Maine Monitor’s Rose Lundy selected for ProPublica’s Local Reporting Network

The Maine Monitor and reporter Rose Lundy are among five new partner newsrooms and journalists selected to join ProPublica’s Local Reporting Network.
A graphic for Rose Lundy being named a member of the Local Reporting Network. The graphic features Rose's photo and the logos for ProPublica and the Local Reporting Network.
Rose Lundy is among five journalists to join this year's Local Reporting Network cohort.

The Maine Monitor and health reporter Rose Lundy are among five new partner newsrooms and journalists selected to join the Local Reporting Network of ProPublica, a nationally acclaimed nonprofit organization that “produces investigative journalism with moral force.”

ProPublica launched the Local Reporting Network at the beginning of 2018 to boost investigative journalism in local newsrooms. It has since worked with nearly 60 news organizations.

Lundy joins a group of Local Reporting Network reporters based at newsrooms across the U.S., including Robin Urevich of Capital & Main in California, Becca Savransky of the Idaho Statesman, Jessica Miller of The Salt Lake Tribune and Brandi Kellam of the Virginia Center for Investigative Journalism at WHRO.

The group will begin their respective year-long investigative projects on Nov. 1.

“We’re delighted that Rose has been selected to pursue this project for The Maine Monitor, and we are tremendously grateful to ProPublica,” said David Dahl, the editor of The Maine Monitor. “This is another example of the Monitor’s commitment to investigative and enterprise reporting.”

Lundy came to The Maine Monitor as a Report for America corps member in 2020.

Before joining the Monitor, Lundy covered local government for The Daily News, a newspaper in Washington state. She has written award-winning stories about price-gouging in mobile home parks, heat and food insecurity, achievement gaps during the COVID-19 pandemic and nursing home closures.

Lundy earned a degree in journalism from the University of Wisconsin-Madison.

The Maine Monitor was also a member of the Local Reporting Network in 2020 when Samantha Hogan produced her award-winning “Defenseless” series that investigated how Maine handles legal services for the poor.

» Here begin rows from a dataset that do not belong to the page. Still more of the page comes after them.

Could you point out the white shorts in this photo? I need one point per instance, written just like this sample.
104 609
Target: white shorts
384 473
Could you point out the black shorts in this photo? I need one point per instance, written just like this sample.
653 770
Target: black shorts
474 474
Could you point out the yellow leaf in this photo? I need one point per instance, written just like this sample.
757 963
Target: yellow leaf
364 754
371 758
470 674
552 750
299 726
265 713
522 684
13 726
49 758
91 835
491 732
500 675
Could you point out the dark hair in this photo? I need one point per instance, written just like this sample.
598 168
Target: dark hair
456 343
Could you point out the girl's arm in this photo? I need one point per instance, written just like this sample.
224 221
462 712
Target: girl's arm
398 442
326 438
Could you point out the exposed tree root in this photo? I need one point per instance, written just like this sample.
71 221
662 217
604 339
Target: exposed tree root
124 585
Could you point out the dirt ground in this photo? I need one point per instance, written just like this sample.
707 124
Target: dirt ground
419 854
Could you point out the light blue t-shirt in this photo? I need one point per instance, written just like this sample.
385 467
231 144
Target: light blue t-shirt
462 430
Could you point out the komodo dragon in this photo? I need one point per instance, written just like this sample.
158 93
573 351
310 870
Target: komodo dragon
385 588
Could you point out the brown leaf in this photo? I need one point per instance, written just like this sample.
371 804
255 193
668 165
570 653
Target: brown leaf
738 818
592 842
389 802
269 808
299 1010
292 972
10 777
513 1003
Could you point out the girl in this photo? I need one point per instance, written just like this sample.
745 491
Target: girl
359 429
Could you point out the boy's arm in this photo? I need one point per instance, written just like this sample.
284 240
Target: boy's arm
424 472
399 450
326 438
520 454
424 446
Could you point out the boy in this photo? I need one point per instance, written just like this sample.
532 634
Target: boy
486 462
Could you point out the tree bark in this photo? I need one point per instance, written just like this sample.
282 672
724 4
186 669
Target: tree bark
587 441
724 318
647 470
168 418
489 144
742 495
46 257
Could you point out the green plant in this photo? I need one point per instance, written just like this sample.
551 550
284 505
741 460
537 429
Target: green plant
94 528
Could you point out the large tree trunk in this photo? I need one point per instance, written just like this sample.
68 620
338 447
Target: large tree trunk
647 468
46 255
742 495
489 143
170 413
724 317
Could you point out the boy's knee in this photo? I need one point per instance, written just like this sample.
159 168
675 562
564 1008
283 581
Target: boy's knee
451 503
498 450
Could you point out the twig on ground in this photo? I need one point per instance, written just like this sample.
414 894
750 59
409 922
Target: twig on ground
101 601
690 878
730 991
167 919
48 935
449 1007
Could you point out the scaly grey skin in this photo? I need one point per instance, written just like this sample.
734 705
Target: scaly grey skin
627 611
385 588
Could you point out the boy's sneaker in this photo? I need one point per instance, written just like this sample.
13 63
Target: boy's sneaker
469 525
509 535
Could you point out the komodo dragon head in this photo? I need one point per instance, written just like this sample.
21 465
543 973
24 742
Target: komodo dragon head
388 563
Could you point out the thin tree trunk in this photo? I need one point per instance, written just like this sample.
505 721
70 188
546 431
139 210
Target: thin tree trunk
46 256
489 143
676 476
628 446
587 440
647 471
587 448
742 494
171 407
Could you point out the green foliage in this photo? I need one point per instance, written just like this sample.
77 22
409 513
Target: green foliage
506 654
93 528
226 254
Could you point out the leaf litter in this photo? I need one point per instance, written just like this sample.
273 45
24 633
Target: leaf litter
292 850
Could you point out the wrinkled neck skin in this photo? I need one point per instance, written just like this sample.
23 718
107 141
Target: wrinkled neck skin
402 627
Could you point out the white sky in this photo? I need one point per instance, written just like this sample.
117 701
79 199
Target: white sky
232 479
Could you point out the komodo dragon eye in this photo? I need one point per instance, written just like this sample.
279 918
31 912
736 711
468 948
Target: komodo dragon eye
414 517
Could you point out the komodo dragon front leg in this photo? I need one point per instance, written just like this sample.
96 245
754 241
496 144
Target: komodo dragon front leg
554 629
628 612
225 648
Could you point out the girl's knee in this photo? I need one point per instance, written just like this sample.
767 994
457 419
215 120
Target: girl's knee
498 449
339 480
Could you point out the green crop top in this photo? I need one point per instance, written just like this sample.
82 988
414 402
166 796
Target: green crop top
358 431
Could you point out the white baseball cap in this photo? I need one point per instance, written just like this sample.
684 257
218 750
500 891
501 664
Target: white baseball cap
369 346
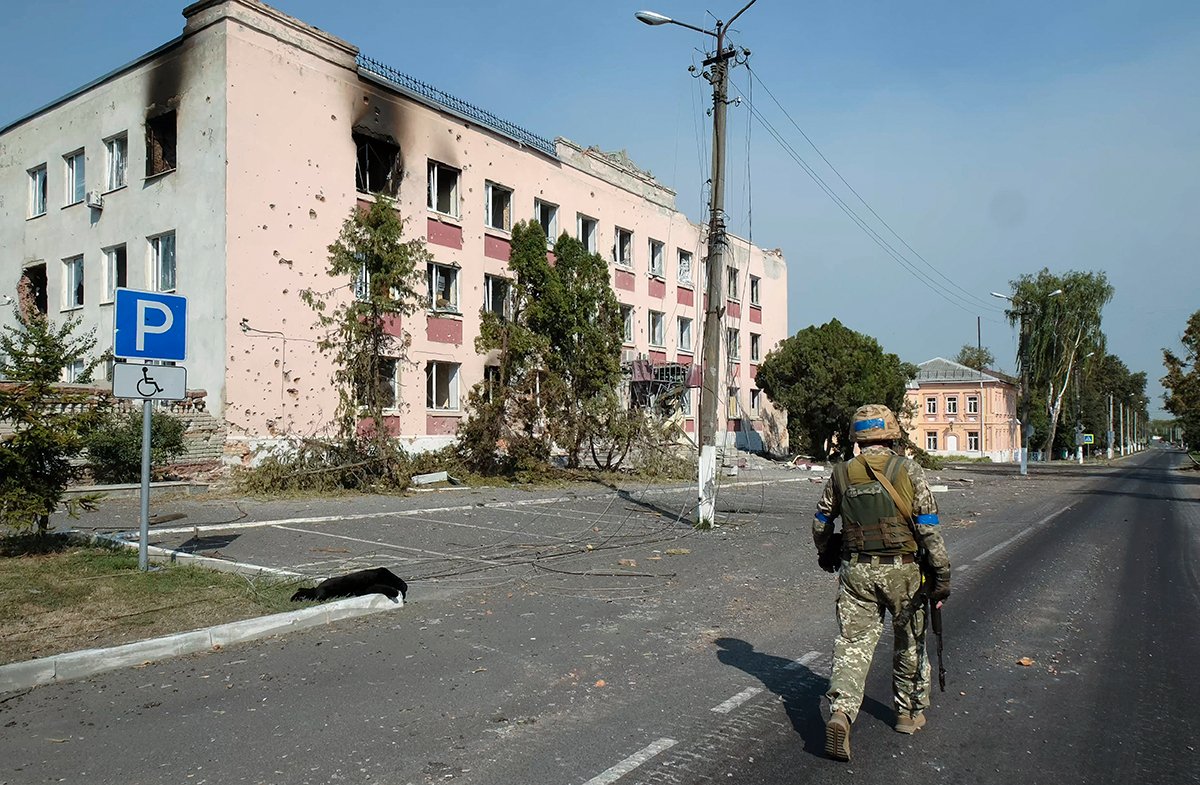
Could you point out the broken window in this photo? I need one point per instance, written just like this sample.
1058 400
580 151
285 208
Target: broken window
76 178
498 207
376 165
37 191
115 271
623 247
161 143
117 150
442 385
587 233
31 289
498 295
72 282
443 193
655 258
443 282
547 216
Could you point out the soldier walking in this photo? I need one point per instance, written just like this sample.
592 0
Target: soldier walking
888 517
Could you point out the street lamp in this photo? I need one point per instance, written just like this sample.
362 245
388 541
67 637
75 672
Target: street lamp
1026 429
718 65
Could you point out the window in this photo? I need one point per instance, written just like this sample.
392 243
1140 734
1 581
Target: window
162 262
161 144
117 151
443 193
72 282
442 385
684 274
76 177
623 247
498 297
684 334
37 191
443 282
655 258
115 271
376 165
498 207
657 329
587 233
547 216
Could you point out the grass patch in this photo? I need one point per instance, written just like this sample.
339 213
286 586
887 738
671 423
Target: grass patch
60 597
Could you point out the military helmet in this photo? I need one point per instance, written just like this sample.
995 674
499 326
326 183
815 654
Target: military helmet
874 423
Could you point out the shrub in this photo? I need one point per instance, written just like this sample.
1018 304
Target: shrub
114 447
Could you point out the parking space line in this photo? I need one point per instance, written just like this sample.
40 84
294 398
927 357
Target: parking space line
631 762
737 700
396 547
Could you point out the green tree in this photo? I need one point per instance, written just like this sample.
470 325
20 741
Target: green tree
1182 382
48 420
1060 321
822 373
384 271
977 358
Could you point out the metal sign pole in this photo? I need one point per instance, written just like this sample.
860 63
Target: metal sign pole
144 533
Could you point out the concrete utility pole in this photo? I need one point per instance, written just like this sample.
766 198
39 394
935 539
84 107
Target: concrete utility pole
717 75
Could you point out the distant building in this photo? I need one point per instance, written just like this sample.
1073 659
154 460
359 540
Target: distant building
963 412
221 165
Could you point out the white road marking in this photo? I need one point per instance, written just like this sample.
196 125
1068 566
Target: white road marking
811 657
737 700
631 762
397 547
996 549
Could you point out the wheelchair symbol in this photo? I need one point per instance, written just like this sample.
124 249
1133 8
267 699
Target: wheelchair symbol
147 385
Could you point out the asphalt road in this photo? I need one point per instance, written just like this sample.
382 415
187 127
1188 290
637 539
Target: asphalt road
664 655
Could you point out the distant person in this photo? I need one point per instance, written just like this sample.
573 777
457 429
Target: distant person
888 517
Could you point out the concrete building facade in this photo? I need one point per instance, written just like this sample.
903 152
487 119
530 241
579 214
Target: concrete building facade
222 165
963 412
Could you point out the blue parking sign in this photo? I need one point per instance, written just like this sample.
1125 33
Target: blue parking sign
149 325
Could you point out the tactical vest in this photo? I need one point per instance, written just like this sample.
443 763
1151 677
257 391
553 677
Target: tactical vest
870 521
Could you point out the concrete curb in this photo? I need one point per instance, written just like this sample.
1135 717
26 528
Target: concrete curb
72 665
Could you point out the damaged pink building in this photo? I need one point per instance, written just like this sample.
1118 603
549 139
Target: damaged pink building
221 165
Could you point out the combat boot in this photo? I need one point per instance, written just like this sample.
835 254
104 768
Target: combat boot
910 723
838 737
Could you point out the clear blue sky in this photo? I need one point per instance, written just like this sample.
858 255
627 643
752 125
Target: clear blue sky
994 138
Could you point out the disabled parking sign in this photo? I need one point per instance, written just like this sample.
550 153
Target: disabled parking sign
149 325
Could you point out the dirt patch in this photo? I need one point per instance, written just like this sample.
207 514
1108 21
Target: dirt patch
84 597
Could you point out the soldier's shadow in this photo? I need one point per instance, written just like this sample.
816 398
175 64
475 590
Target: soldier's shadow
801 689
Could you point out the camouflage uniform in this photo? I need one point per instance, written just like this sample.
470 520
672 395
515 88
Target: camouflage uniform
867 591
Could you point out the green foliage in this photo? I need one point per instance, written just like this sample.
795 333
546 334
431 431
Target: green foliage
48 420
384 273
822 373
558 359
114 445
976 357
1060 321
1182 381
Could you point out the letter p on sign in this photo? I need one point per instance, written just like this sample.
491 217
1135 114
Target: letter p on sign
149 325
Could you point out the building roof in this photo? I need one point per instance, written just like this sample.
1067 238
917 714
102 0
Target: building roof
940 370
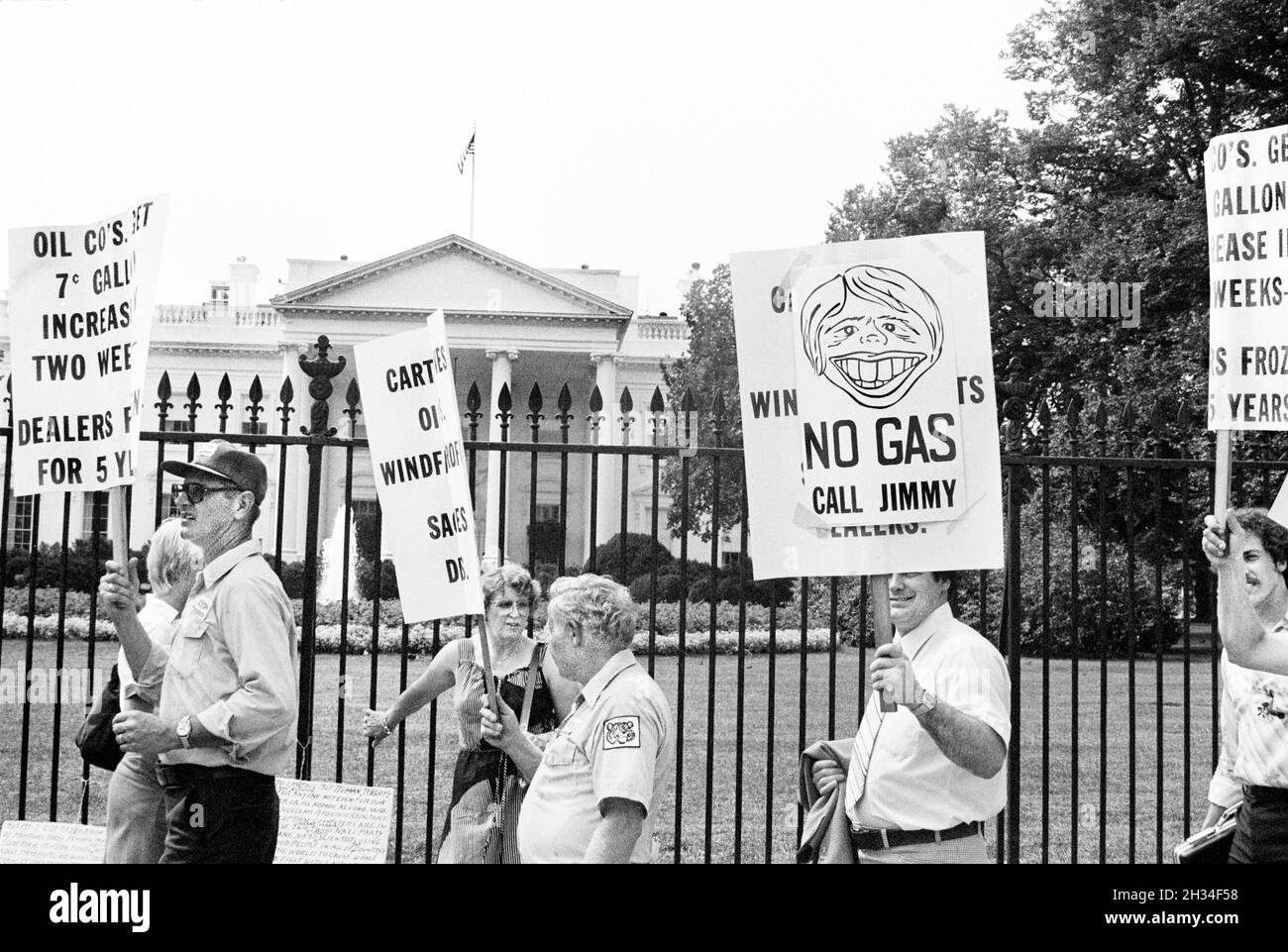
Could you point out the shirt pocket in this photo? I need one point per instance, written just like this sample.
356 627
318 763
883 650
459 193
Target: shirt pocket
188 648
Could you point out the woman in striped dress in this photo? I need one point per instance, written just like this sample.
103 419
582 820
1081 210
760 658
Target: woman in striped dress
485 793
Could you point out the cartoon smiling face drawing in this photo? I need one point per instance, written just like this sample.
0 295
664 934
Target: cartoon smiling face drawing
872 333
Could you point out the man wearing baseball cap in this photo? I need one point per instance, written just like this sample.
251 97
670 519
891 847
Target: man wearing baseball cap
230 697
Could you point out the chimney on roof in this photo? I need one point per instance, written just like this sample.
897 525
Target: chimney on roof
244 278
687 279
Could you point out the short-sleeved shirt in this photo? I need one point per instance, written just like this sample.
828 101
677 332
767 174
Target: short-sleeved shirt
1253 732
911 784
233 665
159 620
617 742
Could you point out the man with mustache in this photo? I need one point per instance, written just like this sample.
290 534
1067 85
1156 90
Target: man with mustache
226 721
1252 600
925 777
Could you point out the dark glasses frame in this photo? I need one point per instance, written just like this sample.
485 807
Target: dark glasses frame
197 491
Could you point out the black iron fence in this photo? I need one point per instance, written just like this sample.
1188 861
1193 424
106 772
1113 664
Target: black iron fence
1104 613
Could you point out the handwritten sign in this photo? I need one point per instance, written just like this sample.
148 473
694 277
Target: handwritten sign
876 384
333 822
30 841
1247 202
868 414
80 304
417 458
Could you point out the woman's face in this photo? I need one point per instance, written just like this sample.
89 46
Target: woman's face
507 613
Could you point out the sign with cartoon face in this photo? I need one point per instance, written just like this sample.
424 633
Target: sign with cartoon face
868 412
876 378
872 333
1247 205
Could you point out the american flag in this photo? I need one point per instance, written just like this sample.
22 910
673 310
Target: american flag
469 151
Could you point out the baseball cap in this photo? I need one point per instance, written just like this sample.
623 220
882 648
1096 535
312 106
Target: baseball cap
226 462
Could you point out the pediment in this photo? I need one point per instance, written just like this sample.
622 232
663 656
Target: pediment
456 274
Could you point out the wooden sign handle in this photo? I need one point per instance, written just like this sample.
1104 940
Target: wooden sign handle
119 527
1222 483
883 631
487 668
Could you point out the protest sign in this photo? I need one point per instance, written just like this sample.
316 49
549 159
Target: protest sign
862 423
417 460
876 388
34 841
1247 204
333 822
80 304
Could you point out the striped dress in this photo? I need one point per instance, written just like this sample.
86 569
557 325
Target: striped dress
483 818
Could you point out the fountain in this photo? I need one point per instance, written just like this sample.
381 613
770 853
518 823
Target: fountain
333 554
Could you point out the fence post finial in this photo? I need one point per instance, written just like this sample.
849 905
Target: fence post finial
320 372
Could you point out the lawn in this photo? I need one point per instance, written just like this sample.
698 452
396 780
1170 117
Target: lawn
761 785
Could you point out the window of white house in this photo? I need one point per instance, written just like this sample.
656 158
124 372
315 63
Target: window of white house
20 522
89 522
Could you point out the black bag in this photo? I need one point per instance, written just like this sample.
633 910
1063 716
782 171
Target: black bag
1212 845
95 738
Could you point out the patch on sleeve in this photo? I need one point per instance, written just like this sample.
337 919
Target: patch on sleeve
622 732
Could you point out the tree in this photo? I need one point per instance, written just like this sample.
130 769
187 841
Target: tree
1107 187
707 376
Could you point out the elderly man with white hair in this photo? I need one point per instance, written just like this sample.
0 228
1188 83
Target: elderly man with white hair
136 800
591 793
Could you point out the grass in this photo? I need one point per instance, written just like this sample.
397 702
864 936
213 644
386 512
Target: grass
761 789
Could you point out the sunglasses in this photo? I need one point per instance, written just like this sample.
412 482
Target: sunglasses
197 491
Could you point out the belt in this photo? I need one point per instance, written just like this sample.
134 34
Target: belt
174 775
1273 795
885 839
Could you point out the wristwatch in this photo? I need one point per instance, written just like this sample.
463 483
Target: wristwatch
925 704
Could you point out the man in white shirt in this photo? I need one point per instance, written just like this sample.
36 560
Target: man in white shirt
136 800
592 792
925 777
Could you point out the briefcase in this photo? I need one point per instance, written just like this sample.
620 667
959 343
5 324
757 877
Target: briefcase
1212 845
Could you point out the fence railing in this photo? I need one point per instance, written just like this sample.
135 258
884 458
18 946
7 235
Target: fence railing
1104 613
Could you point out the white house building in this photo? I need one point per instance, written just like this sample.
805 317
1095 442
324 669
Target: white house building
507 324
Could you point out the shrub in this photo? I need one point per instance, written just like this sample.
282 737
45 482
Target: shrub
368 580
640 552
668 587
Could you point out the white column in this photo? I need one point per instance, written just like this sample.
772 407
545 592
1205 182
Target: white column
501 363
608 488
295 518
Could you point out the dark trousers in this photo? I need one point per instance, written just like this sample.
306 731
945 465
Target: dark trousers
219 814
1261 834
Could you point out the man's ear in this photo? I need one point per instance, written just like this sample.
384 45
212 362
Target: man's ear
245 505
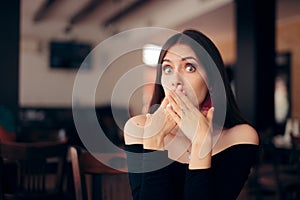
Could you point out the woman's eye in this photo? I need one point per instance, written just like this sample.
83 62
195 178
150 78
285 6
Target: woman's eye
190 68
167 69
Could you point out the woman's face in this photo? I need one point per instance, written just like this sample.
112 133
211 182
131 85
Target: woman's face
181 66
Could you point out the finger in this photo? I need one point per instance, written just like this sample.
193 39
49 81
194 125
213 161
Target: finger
176 100
174 106
183 97
210 114
164 102
174 116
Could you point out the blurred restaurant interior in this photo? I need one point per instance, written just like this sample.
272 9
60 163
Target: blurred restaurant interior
44 46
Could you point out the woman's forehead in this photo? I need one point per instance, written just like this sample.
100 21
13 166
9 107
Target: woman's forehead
180 51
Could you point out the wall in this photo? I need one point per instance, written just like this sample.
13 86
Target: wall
288 39
41 86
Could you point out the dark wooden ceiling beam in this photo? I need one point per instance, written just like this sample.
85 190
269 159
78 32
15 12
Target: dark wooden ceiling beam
44 10
85 11
123 12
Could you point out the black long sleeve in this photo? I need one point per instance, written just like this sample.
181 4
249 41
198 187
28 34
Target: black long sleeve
226 177
224 180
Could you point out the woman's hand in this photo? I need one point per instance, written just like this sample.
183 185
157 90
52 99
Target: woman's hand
197 126
193 123
157 126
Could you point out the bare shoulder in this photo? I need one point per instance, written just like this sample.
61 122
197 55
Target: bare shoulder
134 129
239 134
244 133
138 120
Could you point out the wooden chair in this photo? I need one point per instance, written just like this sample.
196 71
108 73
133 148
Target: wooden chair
279 178
37 165
107 183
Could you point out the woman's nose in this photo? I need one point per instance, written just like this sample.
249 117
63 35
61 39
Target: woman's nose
176 81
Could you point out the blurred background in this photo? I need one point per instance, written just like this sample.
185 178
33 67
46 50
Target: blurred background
44 43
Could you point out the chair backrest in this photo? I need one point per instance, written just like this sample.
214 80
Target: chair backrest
85 163
34 162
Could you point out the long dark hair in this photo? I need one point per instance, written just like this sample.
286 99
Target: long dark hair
204 48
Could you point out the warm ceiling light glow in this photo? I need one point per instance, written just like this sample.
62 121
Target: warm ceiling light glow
151 54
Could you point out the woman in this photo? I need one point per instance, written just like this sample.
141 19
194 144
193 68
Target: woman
215 156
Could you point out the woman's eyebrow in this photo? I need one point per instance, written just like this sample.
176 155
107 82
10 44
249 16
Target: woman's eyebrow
189 57
166 60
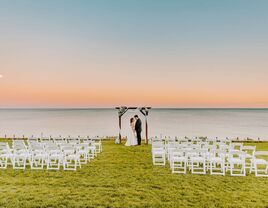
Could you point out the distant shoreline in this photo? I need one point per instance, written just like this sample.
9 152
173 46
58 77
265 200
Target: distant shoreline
99 108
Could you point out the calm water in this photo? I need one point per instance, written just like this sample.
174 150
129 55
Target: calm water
252 123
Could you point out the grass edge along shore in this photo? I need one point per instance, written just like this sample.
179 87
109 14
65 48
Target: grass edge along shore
125 177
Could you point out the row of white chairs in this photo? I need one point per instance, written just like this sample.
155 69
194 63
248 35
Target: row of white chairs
52 153
217 158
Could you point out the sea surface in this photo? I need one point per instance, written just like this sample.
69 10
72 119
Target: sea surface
231 123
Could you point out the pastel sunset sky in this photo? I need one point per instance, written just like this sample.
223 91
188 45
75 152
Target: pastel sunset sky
104 53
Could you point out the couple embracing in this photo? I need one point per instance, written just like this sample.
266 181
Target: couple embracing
134 135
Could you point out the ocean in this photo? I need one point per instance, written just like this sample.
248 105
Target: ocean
221 123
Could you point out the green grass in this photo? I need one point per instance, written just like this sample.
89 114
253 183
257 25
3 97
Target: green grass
125 177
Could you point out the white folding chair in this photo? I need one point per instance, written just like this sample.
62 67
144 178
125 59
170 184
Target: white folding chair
178 161
197 161
260 163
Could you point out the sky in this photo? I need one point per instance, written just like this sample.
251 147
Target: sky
103 53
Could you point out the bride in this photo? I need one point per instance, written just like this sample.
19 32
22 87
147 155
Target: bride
131 137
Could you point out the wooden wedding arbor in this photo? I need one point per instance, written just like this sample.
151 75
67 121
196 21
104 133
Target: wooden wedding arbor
123 109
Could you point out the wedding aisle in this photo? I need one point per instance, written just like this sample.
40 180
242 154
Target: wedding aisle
125 177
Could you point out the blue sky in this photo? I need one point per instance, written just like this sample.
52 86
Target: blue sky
182 53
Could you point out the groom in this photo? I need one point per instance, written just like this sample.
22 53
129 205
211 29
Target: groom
138 129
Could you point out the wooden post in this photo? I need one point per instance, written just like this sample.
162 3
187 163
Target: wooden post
120 129
146 128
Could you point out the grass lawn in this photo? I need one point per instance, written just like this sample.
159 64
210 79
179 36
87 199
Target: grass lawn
125 177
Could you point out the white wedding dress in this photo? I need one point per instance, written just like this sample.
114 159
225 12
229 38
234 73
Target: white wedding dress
131 136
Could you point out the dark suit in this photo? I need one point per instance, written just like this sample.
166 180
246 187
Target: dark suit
138 130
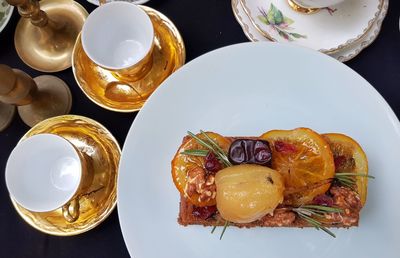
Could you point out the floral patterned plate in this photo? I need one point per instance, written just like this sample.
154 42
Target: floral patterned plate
5 13
329 30
343 55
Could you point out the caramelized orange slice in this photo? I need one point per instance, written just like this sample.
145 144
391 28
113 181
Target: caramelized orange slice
305 161
349 158
183 164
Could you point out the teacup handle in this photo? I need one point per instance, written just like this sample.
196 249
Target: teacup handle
71 210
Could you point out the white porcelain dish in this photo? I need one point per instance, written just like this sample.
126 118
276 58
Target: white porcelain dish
328 30
247 89
343 55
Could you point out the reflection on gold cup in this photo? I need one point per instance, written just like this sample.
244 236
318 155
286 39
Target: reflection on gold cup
137 71
54 174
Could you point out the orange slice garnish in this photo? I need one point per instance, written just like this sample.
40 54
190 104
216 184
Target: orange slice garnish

The Maine Monitor and ProPublica found that more than a quarter of Maine attorneys disciplined in the past decade for serious professional misconduct were hired as lawyers for the poor. Sex crimes and felony convictions were among the most severe infractions overlooked in the only state without public defenders.

The Local Reporting Network is part of ProPublica’s local initiative, which also includes offices in the Midwest, South and Southwest, plus an investigative unit in partnership with The Texas Tribune.